Movi meu braço pelos grãos ao meu redor, eles o seguiam e entravam em minha pele como se fossem parte de mim. Isso é incrível. A energia é invisível para os comuns, minha mãe disse que na realidade física a energia só existe dentro dos corpos de seres vivos e algumas outras fontes. A energia do astral precisa ser retirada por pontos de acesso espirituais através de rituais. Eu consigo ver a energia Fie, como se fossem pequenos grãos ou flocos de areia navegando pela atmosfera antes de desaparecerem.
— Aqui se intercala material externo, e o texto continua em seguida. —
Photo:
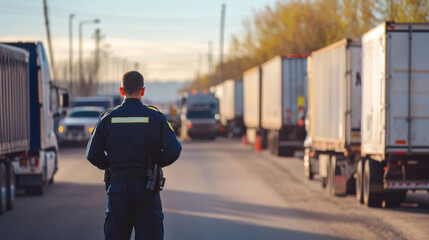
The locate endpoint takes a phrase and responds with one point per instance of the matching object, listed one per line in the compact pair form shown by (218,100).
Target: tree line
(302,26)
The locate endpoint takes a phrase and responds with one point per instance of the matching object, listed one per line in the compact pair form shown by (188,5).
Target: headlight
(90,127)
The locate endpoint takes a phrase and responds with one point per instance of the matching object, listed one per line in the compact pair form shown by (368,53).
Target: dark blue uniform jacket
(125,136)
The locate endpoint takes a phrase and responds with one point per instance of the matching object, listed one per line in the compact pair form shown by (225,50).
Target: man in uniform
(128,140)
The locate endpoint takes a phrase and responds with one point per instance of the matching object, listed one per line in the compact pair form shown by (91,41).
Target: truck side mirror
(65,100)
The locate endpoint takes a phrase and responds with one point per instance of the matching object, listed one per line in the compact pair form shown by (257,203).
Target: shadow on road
(65,211)
(206,216)
(189,227)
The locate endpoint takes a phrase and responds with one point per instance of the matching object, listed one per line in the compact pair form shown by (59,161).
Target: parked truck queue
(29,105)
(358,109)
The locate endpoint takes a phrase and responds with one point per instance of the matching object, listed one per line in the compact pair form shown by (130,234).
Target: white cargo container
(252,103)
(284,93)
(395,113)
(334,115)
(230,94)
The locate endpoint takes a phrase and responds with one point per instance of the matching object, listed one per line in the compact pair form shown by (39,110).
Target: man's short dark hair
(132,82)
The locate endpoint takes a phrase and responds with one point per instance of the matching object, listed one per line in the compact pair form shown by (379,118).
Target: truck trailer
(334,115)
(230,95)
(252,85)
(395,113)
(284,92)
(28,107)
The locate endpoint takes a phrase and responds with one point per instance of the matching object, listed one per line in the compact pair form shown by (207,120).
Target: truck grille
(77,128)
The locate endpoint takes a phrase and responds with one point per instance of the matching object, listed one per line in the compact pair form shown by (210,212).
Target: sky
(164,37)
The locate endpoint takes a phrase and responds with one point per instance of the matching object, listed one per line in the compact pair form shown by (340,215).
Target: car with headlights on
(199,122)
(78,124)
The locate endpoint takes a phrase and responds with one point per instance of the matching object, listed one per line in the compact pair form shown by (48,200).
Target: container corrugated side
(294,88)
(252,97)
(328,99)
(272,94)
(401,105)
(14,100)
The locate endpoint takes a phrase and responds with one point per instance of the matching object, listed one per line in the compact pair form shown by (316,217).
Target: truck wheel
(332,173)
(11,189)
(372,176)
(359,181)
(3,188)
(395,199)
(288,151)
(326,180)
(308,169)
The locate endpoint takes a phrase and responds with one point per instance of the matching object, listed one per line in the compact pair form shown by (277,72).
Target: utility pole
(210,63)
(97,58)
(81,77)
(97,52)
(199,64)
(71,16)
(48,34)
(222,29)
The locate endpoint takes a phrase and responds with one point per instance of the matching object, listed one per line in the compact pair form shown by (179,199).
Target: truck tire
(372,176)
(308,169)
(326,180)
(3,187)
(332,172)
(11,189)
(394,199)
(359,181)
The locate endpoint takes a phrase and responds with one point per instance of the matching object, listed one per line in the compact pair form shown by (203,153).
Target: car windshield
(199,114)
(85,114)
(105,104)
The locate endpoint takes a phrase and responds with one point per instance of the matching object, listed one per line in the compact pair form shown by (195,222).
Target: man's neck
(136,97)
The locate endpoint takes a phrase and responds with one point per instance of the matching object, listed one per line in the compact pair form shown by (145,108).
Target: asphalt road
(216,190)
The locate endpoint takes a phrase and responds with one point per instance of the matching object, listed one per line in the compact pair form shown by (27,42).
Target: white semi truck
(334,115)
(252,85)
(230,95)
(284,94)
(29,105)
(395,113)
(386,153)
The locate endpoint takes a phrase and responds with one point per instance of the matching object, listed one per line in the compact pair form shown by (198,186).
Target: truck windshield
(84,114)
(199,114)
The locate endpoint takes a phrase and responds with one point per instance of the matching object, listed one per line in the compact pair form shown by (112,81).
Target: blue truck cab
(30,106)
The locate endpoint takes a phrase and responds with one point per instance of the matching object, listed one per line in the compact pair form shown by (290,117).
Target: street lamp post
(71,16)
(81,23)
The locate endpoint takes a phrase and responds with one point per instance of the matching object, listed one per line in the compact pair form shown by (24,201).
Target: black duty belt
(129,173)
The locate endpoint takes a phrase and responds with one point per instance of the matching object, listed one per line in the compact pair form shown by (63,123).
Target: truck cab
(39,163)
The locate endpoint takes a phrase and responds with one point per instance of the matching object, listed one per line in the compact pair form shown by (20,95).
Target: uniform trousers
(130,205)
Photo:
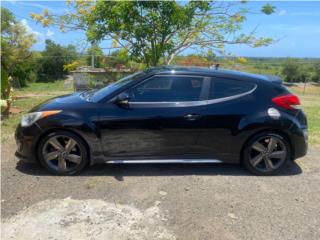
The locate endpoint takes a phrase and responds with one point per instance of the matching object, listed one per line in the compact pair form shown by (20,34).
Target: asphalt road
(167,201)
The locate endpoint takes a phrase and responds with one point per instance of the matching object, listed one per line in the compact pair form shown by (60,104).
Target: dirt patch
(86,219)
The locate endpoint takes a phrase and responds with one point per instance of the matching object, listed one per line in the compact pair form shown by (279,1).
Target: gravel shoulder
(167,201)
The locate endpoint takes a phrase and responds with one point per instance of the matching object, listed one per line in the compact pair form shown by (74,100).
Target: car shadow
(120,170)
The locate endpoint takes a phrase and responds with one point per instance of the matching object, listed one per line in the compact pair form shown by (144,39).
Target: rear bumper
(26,139)
(299,142)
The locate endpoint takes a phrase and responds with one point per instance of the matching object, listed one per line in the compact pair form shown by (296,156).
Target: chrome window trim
(195,103)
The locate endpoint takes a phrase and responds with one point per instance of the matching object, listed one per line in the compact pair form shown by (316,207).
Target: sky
(295,26)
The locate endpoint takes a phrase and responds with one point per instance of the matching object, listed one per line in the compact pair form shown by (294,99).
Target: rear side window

Algo em meu braço chamou minha atenção, minhas cicatrizes estavam diferentes de antes da noite passada. Os traços e texturas como correntes estavam mais escuros, marcas negras as contornavam e formavam símbolos estranhos como pequenas letras pelo meu braço até a mão. Olhei meu outro braço para ver a mesma coisa, as cicatrizes com marcas negras e pequenas letras estranhas.
Coloquei meus pés no chão e fiz meu caminho com uma corrida até o banheiro. Me olhei no espelho acima da pia, as cicatrizes em volta do meu olho direito também estavam diferentes, a cor vermelha predominante agora estava emoldurada por letras e símbolos pretos que contornavam minhas cicatrizes, desde o braço até o olho direito, como se fosse feito por um artista. As letras estranhas também estavam em meio à composição elaborada que emoldurava a cicatriz do meu rosto como vinhas.
— Eu sei que você desgosta das suas cicatrizes e seria difícil mudar, então veja isso como uma forma de aprender a vê-las de outra forma… — A voz de Minstra surgiu em minha mente, olhei ao redor, mas tudo que recebi com isso foi uma risada mental dela.
— Você fez isso… como? — Passei o dedo pelas formas desenhadas no que parecia ser tinta escura, parecia ser mais profundo que tatuagens, como se minha carne fosse marcada.
— A herança deixa sua marca de diferentes formas, muitos de nós hoje em dia preferem ocultar essas marcas de alguma forma para evitar questionamentos das pessoas comuns ou apenas passar despercebidos… Imaginei que você gostaria… gostou?
Tirei minha camisa para ver mais algumas letras marcadas em minhas costelas e… um pouco mais abaixo nas minhas calças. Encarei minhas cicatrizes, suas formas ainda eram iguais, mas as marcas e letras negras que as contornavam e as emolduravam as faziam parecer… diferentes. Olhar para elas agora trazia para mim curiosidade, uma curiosidade forte sobre o que essas letras representam.
— Eu gostei… obrigado, Minstra.
— Fico feliz, elas são permanentes e suas formas são inalteráveis por vontades conscientes, mas podem se adaptar e crescer com o tempo, demoraria muito para colocá-las em partes mais fáceis de esconder em seu corpo.
Preguiçosa.
Após mais um tempo observando as marcas em meu corpo, aproveitei por estar no banheiro para escovar os dentes e tomar banho. Vesti minha calça, camisa e suéter em meu quarto antes de seguir caminho para o primeiro andar. O hall de entrada tinha um pouco de luz solar entrando pela porta da sala de estar. Fiz meu caminho pelo hall para chegar à sala de estar, meu avô estava sentado no piano de cauda e o resto da sala estava vazio.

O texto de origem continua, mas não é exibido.